Published:March 28, 2020DOI:


      • Immune-related hepatitis (ir-hepatitis) is mostly a low-grade toxicity.
      • Severity of ir-hepatitis can be underestimated if only one liver enzyme is measured.
      • A significant risk of ir-hepatitis relapse is seen during steroid tapering.
      • Infections treated with antibiotic treatment could be a potential risk factor for ir-hepatitis.
      • High cumulative steroid dose might have a negative impact on response to checkpoint inhibitors.



      Immune-related hepatitis (ir-hepatitis) is a common side-effect of checkpoint inhibitors (CPIs). Here, we characterise ir-hepatitis in a large cohort of patients with metastatic melanoma (MM) treated with CPIs and describe potential risk factors and efficacy of medical management.


      The retrospective study included a large cohort of patients with MM treated with CPIs between 2010 and 2019. Patients were retrieved from the national Danish Metastatic Melanoma Database.

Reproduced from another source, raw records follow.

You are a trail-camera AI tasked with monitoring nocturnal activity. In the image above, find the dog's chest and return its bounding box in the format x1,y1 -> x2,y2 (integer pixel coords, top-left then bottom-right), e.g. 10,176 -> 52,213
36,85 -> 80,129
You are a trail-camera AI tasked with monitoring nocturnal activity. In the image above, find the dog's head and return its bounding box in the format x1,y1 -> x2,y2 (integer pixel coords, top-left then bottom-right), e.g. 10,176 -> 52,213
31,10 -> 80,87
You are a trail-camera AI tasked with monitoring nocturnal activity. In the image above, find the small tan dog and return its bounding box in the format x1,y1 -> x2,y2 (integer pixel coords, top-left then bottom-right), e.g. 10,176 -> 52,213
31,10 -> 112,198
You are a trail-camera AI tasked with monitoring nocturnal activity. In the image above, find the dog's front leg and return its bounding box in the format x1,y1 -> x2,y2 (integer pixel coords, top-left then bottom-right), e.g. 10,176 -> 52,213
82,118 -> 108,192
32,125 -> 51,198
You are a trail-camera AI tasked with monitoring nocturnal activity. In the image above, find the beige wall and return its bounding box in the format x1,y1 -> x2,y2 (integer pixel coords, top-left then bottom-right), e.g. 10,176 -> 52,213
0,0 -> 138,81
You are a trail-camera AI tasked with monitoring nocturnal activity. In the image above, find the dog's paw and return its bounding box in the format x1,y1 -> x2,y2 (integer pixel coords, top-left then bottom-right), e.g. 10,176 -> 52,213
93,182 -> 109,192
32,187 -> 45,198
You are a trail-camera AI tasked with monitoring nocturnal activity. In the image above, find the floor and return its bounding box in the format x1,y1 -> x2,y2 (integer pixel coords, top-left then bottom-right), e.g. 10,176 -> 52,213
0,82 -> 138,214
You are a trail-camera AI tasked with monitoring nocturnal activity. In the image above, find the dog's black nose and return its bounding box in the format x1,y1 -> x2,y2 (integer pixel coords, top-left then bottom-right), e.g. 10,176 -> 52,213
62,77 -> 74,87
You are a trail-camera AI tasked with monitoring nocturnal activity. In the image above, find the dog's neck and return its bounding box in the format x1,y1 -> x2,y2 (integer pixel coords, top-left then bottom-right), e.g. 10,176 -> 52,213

      Five hundred twenty one patients were included. Ir-hepatitis was found in 6.8% of patients. Combination therapy was associated with a significantly greater risk than monotherapy. Of all patients, 34.9% with hepatitis had a different hepatitis grading, when based on either alanine transaminase (ALT) or aspartate transaminase (AST) levels. Of all patients, 72.1% with hepatitis received steroid treatment, and two patients received additional second-line immunosuppressants. Of all patients, 35.5% experienced hepatitis relapse during steroid tapering. Of all patients, 18.6% and 25% of patients with grade ≥2 and ≥ III3, respectively, developed hepatitis within 7 days after finishing an antibiotic treatment for infection. Patients (62.5%) who received a cumulative dose of >4000 mg steroid experienced cancer progression, compared with 22.7% of patients treated with <4000 mg.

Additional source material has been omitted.